🛠️ Step-by-Step Setup for Audio Transcription with faster-whisper

1️⃣ Install WSL and a Linux Distro

Open PowerShell as Administrator and run:

wsl --install

This installs WSL and the default Ubuntu distro. If you want a specific distro:

wsl --install -d Ubuntu-22.04

After installation, restart your computer if prompted.

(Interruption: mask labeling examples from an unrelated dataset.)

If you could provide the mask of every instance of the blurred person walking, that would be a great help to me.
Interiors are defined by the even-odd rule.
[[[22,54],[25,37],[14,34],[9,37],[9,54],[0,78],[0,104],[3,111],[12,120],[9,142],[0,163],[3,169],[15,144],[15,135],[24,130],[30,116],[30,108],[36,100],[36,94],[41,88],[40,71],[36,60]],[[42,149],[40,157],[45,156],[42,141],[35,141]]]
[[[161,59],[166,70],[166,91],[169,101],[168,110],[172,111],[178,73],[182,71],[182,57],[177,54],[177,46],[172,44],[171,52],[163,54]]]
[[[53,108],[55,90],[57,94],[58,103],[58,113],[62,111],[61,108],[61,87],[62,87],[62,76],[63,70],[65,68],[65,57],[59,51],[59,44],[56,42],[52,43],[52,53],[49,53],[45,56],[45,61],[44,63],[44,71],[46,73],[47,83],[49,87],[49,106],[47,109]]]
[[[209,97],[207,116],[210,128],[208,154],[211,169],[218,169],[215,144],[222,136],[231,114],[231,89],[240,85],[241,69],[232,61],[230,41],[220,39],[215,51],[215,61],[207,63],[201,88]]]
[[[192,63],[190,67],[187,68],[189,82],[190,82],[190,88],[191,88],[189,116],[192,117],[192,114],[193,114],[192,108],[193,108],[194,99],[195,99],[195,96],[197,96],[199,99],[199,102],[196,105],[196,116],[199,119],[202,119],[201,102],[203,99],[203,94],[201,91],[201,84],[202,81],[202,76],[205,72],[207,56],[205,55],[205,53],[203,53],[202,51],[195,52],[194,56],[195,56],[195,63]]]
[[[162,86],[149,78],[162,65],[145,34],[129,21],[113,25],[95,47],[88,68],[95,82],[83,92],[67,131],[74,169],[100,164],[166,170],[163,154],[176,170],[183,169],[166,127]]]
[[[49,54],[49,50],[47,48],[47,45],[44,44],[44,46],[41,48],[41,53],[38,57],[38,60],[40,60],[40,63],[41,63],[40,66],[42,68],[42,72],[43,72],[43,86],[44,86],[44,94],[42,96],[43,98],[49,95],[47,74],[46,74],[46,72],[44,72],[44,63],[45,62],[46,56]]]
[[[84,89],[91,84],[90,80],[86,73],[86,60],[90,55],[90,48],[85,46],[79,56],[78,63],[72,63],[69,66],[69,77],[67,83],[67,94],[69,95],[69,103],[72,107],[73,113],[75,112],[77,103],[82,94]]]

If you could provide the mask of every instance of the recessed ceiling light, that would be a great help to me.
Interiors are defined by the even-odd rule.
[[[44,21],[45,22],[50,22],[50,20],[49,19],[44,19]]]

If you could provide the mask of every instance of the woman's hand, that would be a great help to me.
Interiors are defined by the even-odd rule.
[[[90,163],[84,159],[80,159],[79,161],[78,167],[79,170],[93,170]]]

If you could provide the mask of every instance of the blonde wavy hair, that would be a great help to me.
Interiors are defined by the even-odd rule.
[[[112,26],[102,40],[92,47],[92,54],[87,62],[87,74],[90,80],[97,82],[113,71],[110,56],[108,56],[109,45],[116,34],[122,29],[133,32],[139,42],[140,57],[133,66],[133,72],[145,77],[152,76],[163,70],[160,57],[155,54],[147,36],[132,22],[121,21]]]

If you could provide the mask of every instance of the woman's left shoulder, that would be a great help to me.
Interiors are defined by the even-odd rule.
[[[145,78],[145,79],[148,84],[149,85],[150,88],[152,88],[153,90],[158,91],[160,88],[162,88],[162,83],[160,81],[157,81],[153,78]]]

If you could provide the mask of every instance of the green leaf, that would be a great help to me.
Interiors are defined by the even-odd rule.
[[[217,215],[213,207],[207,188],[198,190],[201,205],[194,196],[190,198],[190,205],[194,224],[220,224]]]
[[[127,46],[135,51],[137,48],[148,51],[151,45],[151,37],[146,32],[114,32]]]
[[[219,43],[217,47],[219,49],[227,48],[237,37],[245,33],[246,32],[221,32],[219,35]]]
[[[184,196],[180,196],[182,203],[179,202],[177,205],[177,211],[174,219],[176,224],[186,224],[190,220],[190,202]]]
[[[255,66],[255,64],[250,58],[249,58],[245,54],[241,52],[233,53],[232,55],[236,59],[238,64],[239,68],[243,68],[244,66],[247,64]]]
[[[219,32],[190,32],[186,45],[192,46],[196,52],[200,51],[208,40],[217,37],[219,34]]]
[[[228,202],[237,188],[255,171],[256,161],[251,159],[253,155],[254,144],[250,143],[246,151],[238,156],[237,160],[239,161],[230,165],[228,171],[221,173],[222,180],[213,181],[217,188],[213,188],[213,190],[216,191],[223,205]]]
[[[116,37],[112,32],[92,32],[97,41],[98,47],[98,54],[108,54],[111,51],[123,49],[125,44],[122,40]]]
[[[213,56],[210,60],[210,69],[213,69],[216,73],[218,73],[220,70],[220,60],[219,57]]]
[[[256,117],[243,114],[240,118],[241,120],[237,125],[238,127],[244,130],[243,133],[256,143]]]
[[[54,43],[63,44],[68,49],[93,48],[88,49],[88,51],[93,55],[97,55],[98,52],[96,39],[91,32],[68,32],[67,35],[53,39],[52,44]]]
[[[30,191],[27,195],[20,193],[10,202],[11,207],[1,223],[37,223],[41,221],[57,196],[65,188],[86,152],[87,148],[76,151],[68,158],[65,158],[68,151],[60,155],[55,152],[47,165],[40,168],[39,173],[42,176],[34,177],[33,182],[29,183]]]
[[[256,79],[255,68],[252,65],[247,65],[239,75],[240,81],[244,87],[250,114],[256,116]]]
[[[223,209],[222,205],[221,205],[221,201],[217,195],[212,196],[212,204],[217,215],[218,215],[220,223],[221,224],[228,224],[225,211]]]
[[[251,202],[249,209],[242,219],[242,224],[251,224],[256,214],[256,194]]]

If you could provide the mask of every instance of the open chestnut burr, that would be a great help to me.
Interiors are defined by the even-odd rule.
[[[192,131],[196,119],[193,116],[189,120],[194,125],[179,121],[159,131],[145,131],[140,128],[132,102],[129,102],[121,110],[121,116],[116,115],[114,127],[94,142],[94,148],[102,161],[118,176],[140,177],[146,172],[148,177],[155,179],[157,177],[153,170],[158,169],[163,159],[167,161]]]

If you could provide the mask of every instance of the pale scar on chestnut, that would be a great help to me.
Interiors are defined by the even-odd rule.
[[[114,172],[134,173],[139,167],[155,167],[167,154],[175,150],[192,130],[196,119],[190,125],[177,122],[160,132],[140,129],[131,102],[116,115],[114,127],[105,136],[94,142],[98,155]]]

2️⃣ Download Python (Latest Version)

Inside your WSL terminal (Ubuntu), run:

sudo apt update
sudo apt install python3 python3-pip python3-venv -y

Check version:

python3 --version


3️⃣ Create and Install a Python Virtual Environment

Navigate to your working directory:

mkdir whisper_project && cd whisper_project
python3 -m venv venv


4️⃣ Activate the Environment

source venv/bin/activate

Your prompt should now show (venv).


5️⃣ Install faster-whisper

pip install faster-whisper

Optional: If you want GPU support (NVIDIA), install torch with CUDA:

pip install torch torchvision torchaudio --index-url <https://download.pytorch.org/whl/cu118>


6️⃣ Create a Python Script to Transcribe Audio

Create a file called transcribe.py:

nano transcribe.py

Paste this code:

from faster_whisper import WhisperModel

model = WhisperModel("base", device="cpu")  # Change to "cuda" if using GPU

segments, info = model.transcribe("input_audio.mp3", beam_size=5)

print(f"Detected language: {info.language}")
for segment in segments:
    print(f"[{segment.start:.2f}s -> {segment.end:.2f}s] {segment.text}")

Save and exit: press Ctrl+O, Enter, then Ctrl+X.


7️⃣ Copy Audio File to WSL Location

From Windows, copy your audio file to your WSL directory. Example:

copy C:\\Users\\<your_user>\\Downloads\\audio.mp3 \\\\wsl$\\Ubuntu\\home\\<your-username>\\whisper_project\\

Replace <your-username> with your actual WSL username.


8️⃣ Convert File Format (If Needed)

If your file isn’t in .mp3 or .wav, convert it using ffmpeg:

sudo apt install ffmpeg -y
ffmpeg -i input_audio.webm input_audio.mp3

ffmpeg -i input_video.mp4 -vn -acodec pcm_s16le -ar 16000 -ac 1 output_audio.wav

ffmpeg -i input_video.mp4 -vn -acodec libmp3lame -q:a 2 audio.mp3

9️⃣ Transcribe the Audio

Run the script:

python transcribe.py

You’ll see the transcription printed in your terminal. 🎧📝